Heimatgeschichte: Faszinierendes Hobby

Mitglieder des Heimatvereins Großerlach/Grab erforschen und dokumentieren ehrenamtlich verschiedene historische Themen

Heimatgeschichte ist eine zeitaufwendige, aber spannende Detektivarbeit. Je stärker sich jemand für ein Thema interessiert, desto höher ist dessen persönliche Motivation, immer weiter und genauer nachzuforschen, dabei immer tiefer in die Vergangenheit einzutauchen und dadurch oft Neues und bisher Unbekanntes zu entdecken.

Beim Besuch im Silberstollen: Heinz Rittinger, Georg Holub, Manfred Pommerer und Erich Kleinknecht (von links) vom Heimatverein. Foto: E. Klaper

Beim Besuch im Silberstollen: Heinz Rittinger, Georg Holub, Manfred Pommerer und Erich Kleinknecht (von links) vom Heimatverein. Foto: E. Klaper

Von Elisabeth Klaper

GROSSERLACH. So leisten auch die Mitglieder des Heimatvereins Großerlach/Grab mit ihrem großen ehrenamtlichen Engagement wertvolle Beiträge zur Aufarbeitung der Geschichte ihrer Heimatgemeinde. „Heimatgeschichte hat mich schon immer interessiert“, verdeutlicht Gründungsmitglied Heinz Rittinger, der heute im Ausschuss mitwirkt. „In der Schule war Heimatkunde mein Lieblingsfach, auch habe ich seit 1975 Ahnenforschung für meine Familie betrieben“, erzählt er.

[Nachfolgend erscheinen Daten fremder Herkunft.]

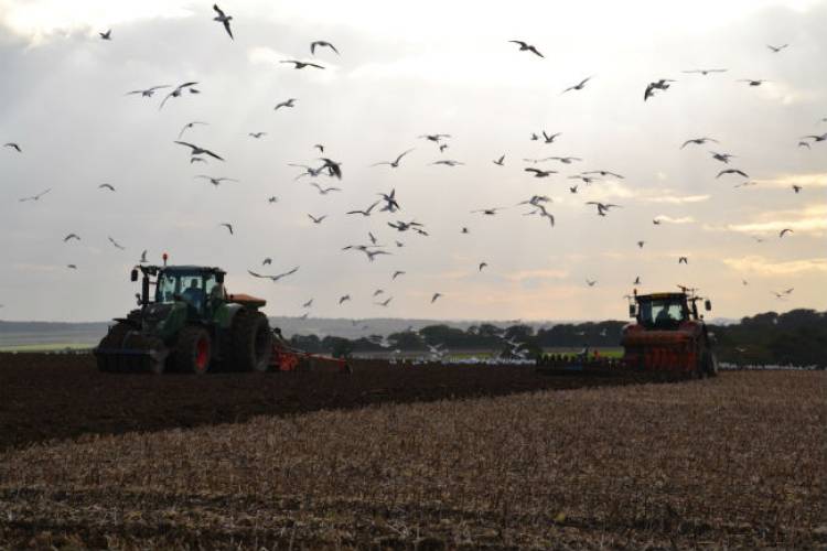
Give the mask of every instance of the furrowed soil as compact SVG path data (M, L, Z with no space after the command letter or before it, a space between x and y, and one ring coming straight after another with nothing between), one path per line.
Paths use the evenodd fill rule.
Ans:
M90 369L75 361L76 377ZM350 382L322 374L289 382L316 397L310 409L348 385L346 396L367 389L367 408L351 400L7 446L0 549L827 548L823 371L560 392L548 390L586 381L505 366L429 369L366 365ZM187 392L219 397L212 385L249 376L117 377L98 392L138 403L139 390L172 400L170 386L185 409L197 402ZM232 392L255 396L286 377L250 377ZM530 390L531 380L546 390L437 400ZM463 385L475 390L463 395ZM375 400L370 389L380 390ZM437 401L389 403L417 396Z
M87 433L120 434L255 415L625 385L652 377L548 377L530 366L394 366L354 360L353 374L101 374L92 355L0 354L0 450Z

„Als ich 2006 in den Ruhestand ging, begann ich, mich aktiv einzubringen. Meine Themen sind die Erforschung der Mühlen im Rottal und von Böhringsweiler, auch da mein Großvater Müller der dortigen Mühle war.“ Das ehemalige württembergische Unteramt ist laut Rittinger der Grundstock der Gemeinde Großerlach, und das dortige Schloss war Amtssitz verschiedener Beamter. „Ich war im Archiv in Neuenstein, wo ich Verbindungen knüpfte, um die Quellen besser erschließen zu können. Viele alte weltliche Akten waren in Mundart geschrieben, kirchliche teils noch in Latein“, erinnert sich Rittinger.

Großes Interesse

an historischen Themen

Heute ist ein Großteil davon im Internet veröffentlicht. „Inzwischen habe ich alle Mühlen im Rottal aufgearbeitet und darüber ein Buch geschrieben“, berichtet Rittinger. Ein Nebenprodukt seien Recherchen über die alte Leinwandbleiche in Böhringsweiler, die im „Heimatbuch Weinsberger Tal und Mainhardter Wald“ von Carl Schönleber erwähnt wird: Alles, was früher über Großerlach bekannt war, finde sich in diesem Buch. „Ich habe auch Wandertouren geleitet ins Rottal und nach Böhringsweiler. Außerdem erforschte ich die Gewerbestandorte in der ehemals selbstständigen Gemeinde Großerlach, wie Töpfereien und Sägewerke“, so Rittinger.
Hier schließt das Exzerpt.